2.3. Characterization Methods

The structure and morphology of the deposited films were investigated using X-ray diffraction (XRD, Rigaku SmartLab, X-ray source with Cu anode, powered at 40 kV and 40 mA, in parallel beam with Ge (220) monochromator in the incident beam and using a Hypix detector in 0D regime; for the reciprocal space mappings, RSM, a Bruker D8 Advance diffractometer was used, in parallel beam, without a monochromator), transmission electron microscopy (TEM, JEM-ARM 200 F from JEOL, Tokyo, Japan), and piezo-force microscopy (PFM, MFP-3D-SA Asylum Research/Oxford Instruments, Oxford, UK).

Electric measurements at different temperatures were performed by inserting the samples in a Lake Shore cryo-station (Lake Shore Cryotronics, Westerville, OH, USA) with micromanipulated arms and CuBe needles for contacting the SRO electrodes of the ferroelectric capacitor.
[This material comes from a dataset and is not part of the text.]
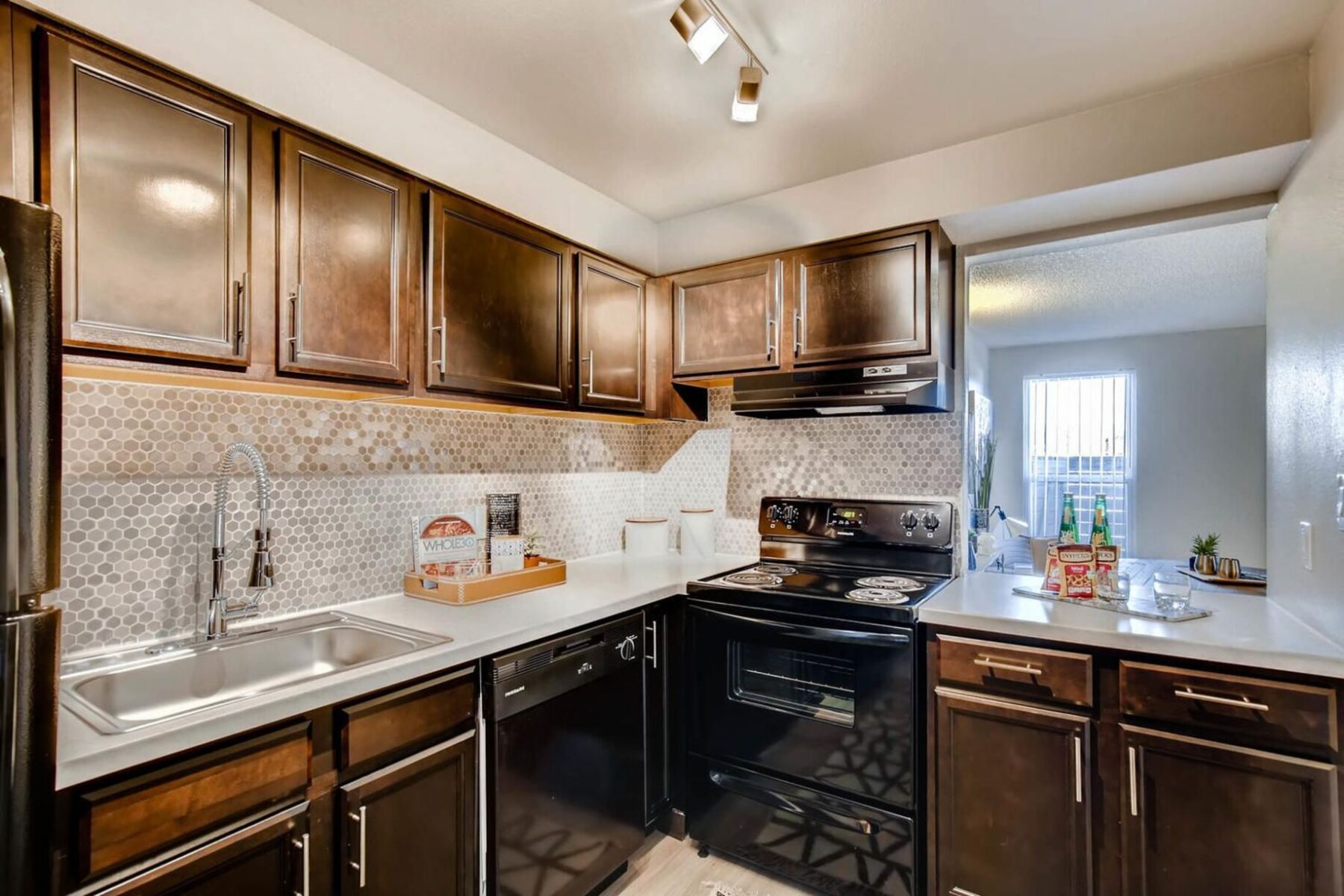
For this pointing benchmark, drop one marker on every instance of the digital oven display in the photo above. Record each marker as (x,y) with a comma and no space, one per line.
(847,517)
Dynamic hysteresis loops were recorded using a TF2000 ferristester from Aix ACCT (AixACCT Systems GmbH, Aachen, Germany), capacitance–voltage (C–V) characteristics were measured using an LCR bridge from Hioki (Hioki E.E. Corporation, Nagano, Japan), while current–voltage (I–V) characteristics were recorded using a Keithley 6517B electrometer (Tektronix, Beaverton, OR, USA) with an incorporated dc voltage source.
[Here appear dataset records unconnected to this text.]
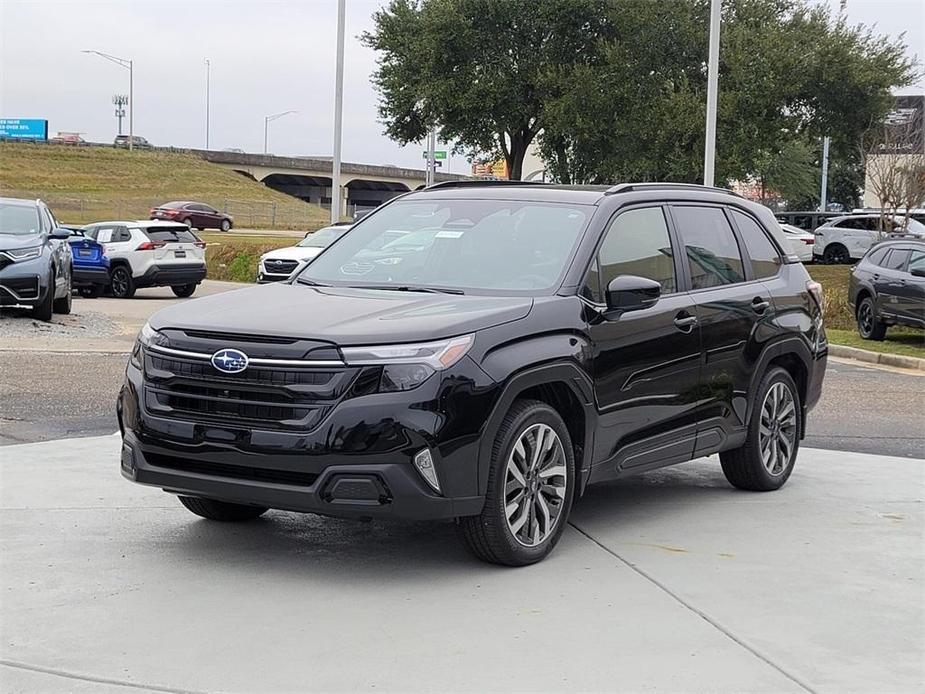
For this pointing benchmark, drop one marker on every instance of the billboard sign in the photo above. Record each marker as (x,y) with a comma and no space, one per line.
(23,129)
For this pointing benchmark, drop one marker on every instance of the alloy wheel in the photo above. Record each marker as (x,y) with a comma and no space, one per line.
(777,429)
(535,485)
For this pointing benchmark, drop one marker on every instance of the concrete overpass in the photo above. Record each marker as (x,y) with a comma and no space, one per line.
(310,178)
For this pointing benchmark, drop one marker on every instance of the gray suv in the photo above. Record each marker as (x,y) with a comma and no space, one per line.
(35,259)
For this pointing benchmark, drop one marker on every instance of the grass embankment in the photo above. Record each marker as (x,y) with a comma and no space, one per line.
(234,259)
(91,184)
(840,323)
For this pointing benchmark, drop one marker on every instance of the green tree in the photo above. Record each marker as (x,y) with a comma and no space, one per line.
(479,70)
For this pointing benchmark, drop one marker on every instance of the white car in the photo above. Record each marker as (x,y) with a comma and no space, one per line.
(847,238)
(801,242)
(280,264)
(150,254)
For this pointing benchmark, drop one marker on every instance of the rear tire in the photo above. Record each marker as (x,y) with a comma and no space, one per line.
(43,310)
(221,510)
(766,459)
(184,290)
(531,481)
(836,254)
(869,327)
(63,305)
(121,283)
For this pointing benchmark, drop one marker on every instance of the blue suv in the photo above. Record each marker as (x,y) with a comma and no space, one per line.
(91,265)
(35,259)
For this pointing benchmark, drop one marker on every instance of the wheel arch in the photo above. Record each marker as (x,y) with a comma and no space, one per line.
(566,388)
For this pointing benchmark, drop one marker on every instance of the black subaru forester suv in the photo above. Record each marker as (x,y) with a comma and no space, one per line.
(483,352)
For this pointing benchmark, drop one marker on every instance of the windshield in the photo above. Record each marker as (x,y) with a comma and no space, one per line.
(322,238)
(19,219)
(470,245)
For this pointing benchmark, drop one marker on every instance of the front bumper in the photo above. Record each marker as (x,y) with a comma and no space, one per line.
(87,276)
(172,275)
(357,462)
(25,283)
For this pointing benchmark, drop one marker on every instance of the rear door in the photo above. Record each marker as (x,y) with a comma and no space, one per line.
(913,301)
(175,245)
(731,302)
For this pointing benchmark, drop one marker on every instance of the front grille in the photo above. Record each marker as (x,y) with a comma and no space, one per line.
(268,397)
(22,287)
(280,267)
(242,472)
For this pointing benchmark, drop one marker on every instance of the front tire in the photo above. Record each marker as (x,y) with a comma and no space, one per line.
(221,510)
(184,290)
(121,283)
(869,327)
(531,481)
(766,459)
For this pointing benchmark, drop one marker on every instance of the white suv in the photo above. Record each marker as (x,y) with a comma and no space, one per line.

Laser ablation combined with inductively coupled plasma mass spectrometry (LA–ICP-MS) was used to analyze the elemental composition of all samples included in this study. A New Wave Research laser sampler model NWR-213 (Elemental Scientific Lasers, Bozeman, MT, USA) was used for ablation of the samples. For better reproducibility and to avoid interferences from the bulk, scan analysis through laser ablation of the synthetic laboratory standards and the PZT wafers was used. Analysis of all the standards and samples was conducted using a 40 μm diameter laser spot, 10 J/cm² fluence, and 1 Hz pulse rate, in all cases. The synthetic laboratory standards and the samples were placed on a programmable xyz-translation stage operated via computer control. During laser ablation, the sample surface was monitored using a CCD camera and displayed on a TV screen. After laser ablation, the sample aerosol was transported through Tygon plastic tubing (I.D.: 10 mm; length: 1.0 m) and introduced into the PlasmaQuant MS Elite ICP-MS system from Analytik Jena (Jena, Germany) for detection of the signal intensity of the investigated ions.
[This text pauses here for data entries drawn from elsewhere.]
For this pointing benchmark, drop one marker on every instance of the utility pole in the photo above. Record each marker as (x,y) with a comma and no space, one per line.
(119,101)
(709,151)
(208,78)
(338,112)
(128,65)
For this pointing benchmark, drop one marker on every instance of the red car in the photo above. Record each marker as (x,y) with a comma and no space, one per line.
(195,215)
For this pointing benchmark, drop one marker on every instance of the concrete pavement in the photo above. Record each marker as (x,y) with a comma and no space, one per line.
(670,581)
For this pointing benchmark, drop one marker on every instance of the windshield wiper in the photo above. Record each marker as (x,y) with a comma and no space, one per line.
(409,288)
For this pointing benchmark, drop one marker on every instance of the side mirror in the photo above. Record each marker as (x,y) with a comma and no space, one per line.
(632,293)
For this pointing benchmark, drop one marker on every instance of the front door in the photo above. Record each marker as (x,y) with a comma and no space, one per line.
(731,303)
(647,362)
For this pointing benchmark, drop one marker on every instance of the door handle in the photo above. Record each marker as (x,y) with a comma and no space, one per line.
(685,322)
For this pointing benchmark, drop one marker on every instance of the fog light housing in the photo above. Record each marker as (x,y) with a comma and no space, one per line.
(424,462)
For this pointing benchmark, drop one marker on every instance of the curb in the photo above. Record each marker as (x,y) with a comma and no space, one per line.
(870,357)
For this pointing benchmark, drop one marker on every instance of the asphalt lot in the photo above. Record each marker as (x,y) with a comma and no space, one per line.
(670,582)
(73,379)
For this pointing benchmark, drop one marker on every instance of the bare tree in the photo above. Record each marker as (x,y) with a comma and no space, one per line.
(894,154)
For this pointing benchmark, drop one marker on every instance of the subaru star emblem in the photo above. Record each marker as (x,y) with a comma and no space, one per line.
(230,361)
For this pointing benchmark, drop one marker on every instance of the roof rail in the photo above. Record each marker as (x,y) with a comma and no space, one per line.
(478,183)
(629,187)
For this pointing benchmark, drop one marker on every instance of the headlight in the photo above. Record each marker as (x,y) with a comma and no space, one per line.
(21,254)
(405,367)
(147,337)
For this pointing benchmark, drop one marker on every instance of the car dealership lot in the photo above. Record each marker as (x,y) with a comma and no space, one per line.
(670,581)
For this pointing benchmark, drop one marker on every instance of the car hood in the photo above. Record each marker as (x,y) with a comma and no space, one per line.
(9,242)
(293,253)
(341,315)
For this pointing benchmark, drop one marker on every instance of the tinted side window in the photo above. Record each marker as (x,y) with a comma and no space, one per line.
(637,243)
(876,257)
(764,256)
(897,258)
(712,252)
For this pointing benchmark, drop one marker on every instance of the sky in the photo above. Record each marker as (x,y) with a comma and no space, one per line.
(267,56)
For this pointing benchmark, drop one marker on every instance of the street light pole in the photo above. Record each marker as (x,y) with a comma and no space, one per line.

Upon connecting the laser ablation system, the synthetic laboratory standards were ablated, and the aerosols were introduced continuously into the ICP-MS system to measure the elements of interest signals. The spot position and focusing position of the laser ablation system were aligned to provide the maximum and most consistent signal with reasonable stability. After a suitable sampling time, the laser ablation system was switched off.

Synthetic laboratory standard materials preparation procedure. In order to calibrate the laser ablation processes and the ICP-MS response, different synthetic laboratory standards were prepared by using only certified reagents. For instance, ultrapure water (type 1: conductivity of 0.055 μS/cm and a resistivity of 18.2 MΩ·cm at 25 °C) that had been deionized using an Evoqua system was used in all preparation procedures. Used as matrix for the elements of interest, polyvinyl alcohol (United States Pharmacopeia Reference Standard) was purchased from Merck and hydrated overnight before deposition. It has to be underlined that this type of matrix comprises only C, H, and O, elements that are not detected by our ICP-MS system as they are mass-excluded elements.

The ICP-MS calibration standard (XXI) with 29 elements (Ag, Al, As, Ba, Be, Bi, Ca, Cd, Co, Cr, Cs, Cu, Fe, Ga, In, K, Li, Mg, Mn, Na, Ni, Pb, Rb, Se, Sr, Tl, U, V, and Zn) with a concentration of 10 mg/L and two standard element solutions (Si, Hf) with a concentration of 1000 mg/L certified reference materials (CRM) were purchased from CPA Chem Switzerland.

Different polyvinyl alcohol solutions containing different elements were prepared by adding certain volumes of CRM solutions. The elements of interest-containing films were deposited onto the glass slides by using a spin coating machine with the following deposition parameters: 1000 rpm for 60 s and 25 deposition steps. After each deposition step, the wafers were dried over a heating plate at 80 °C for 10 min. After subsequent 25 deposition steps, the measured thicknesses of the synthesized films were ~0.8 mm.